I read the other day that UGA (The University of Georgia) did a survey of its past Journalism. Graduates. They found that seven out of ten DO NOT READ. Is that not amazing? Those surveyed said they got their “information” from Social Networks and Internet News. The majority surveyed had not read a newspaper in the preceding week. It didn’t say if they had read “Oprah” or “QT” or “OK” but if they had read anything I expect it would be one of those serious news sources.
I’m not really surprised by the results of the UGA survey. I have three grown daughters with families, one of whom is a graduate of UGA’s journalism school. My daughters range in age from 30 to 50 and none of them read.
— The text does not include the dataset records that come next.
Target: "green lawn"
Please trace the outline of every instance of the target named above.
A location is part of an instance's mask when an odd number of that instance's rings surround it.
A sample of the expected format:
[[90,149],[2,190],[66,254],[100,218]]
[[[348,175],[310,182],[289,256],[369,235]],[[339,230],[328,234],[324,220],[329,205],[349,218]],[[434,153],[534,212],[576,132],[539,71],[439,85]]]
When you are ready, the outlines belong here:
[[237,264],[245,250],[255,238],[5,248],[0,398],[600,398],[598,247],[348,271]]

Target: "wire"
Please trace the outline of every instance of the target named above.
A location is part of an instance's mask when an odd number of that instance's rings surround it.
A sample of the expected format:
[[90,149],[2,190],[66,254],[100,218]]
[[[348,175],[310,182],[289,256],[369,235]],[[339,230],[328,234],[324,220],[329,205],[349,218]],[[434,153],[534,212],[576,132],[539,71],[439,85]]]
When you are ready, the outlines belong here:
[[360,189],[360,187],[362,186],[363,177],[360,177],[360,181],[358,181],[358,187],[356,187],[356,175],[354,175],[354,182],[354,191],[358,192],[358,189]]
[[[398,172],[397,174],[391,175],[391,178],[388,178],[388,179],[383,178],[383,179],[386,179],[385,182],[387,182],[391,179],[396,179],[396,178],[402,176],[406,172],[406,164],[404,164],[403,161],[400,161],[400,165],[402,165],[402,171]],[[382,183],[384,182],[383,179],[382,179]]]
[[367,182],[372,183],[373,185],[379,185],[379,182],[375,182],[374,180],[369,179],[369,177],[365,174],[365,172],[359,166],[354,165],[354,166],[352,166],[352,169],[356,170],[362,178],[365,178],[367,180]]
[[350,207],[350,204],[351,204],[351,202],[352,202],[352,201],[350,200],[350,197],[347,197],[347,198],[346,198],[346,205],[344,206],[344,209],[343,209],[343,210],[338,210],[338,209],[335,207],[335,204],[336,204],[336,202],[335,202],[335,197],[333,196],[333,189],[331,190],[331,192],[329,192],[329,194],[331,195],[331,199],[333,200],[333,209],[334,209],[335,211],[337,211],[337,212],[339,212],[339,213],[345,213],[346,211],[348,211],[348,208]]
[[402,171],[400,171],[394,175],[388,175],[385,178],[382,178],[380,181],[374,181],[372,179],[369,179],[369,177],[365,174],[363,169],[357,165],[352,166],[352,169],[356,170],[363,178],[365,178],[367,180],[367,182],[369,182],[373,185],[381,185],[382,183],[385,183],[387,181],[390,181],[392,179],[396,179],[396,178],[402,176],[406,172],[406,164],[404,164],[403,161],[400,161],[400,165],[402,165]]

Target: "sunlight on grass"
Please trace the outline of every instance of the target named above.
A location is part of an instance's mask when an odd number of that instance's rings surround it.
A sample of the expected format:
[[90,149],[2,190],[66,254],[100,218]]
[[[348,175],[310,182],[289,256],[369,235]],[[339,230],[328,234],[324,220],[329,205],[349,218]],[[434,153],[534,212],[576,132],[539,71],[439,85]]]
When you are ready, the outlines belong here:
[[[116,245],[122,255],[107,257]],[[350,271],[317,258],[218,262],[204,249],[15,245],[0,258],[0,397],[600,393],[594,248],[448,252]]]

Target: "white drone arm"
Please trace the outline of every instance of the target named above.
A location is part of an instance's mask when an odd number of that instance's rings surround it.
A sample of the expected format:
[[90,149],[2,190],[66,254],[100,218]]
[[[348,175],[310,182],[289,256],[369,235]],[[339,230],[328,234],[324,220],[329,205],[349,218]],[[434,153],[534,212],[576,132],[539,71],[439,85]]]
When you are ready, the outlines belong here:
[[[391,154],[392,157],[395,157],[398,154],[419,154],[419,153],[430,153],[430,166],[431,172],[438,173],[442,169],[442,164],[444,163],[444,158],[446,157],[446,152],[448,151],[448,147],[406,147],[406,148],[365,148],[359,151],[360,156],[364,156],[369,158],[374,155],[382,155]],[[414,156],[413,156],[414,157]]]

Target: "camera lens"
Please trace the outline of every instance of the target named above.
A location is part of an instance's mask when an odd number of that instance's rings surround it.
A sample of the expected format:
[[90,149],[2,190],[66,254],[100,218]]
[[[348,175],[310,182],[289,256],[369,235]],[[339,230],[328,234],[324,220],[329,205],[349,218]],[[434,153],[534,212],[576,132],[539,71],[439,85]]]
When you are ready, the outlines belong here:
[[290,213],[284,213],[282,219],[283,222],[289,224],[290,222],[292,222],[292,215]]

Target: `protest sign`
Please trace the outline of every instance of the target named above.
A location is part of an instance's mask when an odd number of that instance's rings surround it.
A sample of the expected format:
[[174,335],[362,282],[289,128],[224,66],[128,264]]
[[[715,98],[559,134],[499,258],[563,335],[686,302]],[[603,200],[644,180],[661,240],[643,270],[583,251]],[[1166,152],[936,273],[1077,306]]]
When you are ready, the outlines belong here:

Actually, none of them have ever read anything I have written – novels, short stories, magazine articles, newspaper editorials – nothing.
In general I think that is a shame, not that my own family hasn’t bothered to read my work, but that they don’t read ANYTHING. I have always been a voracious reader and my daughters observed my reading habit as they grew up but they did not inherit that characteristic of their father. Of course, I am from a generation that survived the Great Depression. I didn’t realize it at the time that we were poor, because everyone else was too. So my “escapism” was in reading. I read everything in my high school library and if I loved the book enough to want it for my own I stole it. But, I may have been young but I wasn’t stupid so I also stole the card file on the book so the librarian wouldn’t miss it. Crime doesn’t pay, though. Over the years terrible people “borrowed” my treasured stolen books-and never returned them. God’s way of reminding me not to steal.
Of course, public schools don’t teach kids to read or write anymore. And there are private schools who are also remiss in this most necessary part of education. I have one daughter who went to a prestigious private school and proceeded to get a college degree in some subject I’ve never heard of. Although she is competent in all other aspects she can’t write a simple declarative sentence. And don’t even ask her to spell a word as long as say, “ostentatious.”
The pity of all this is that reading is such a pleasure. That my kids, and yours, are missing out on one of life’s most satisfying “treats” is just a shame. I know you, if you are part of a young couple with children, are busy trying to survive in these politically-motivated hard times. But, if you can find a minute please READ to your kids. It’s up to you to give them the gift of reading, otherwise they will never get it.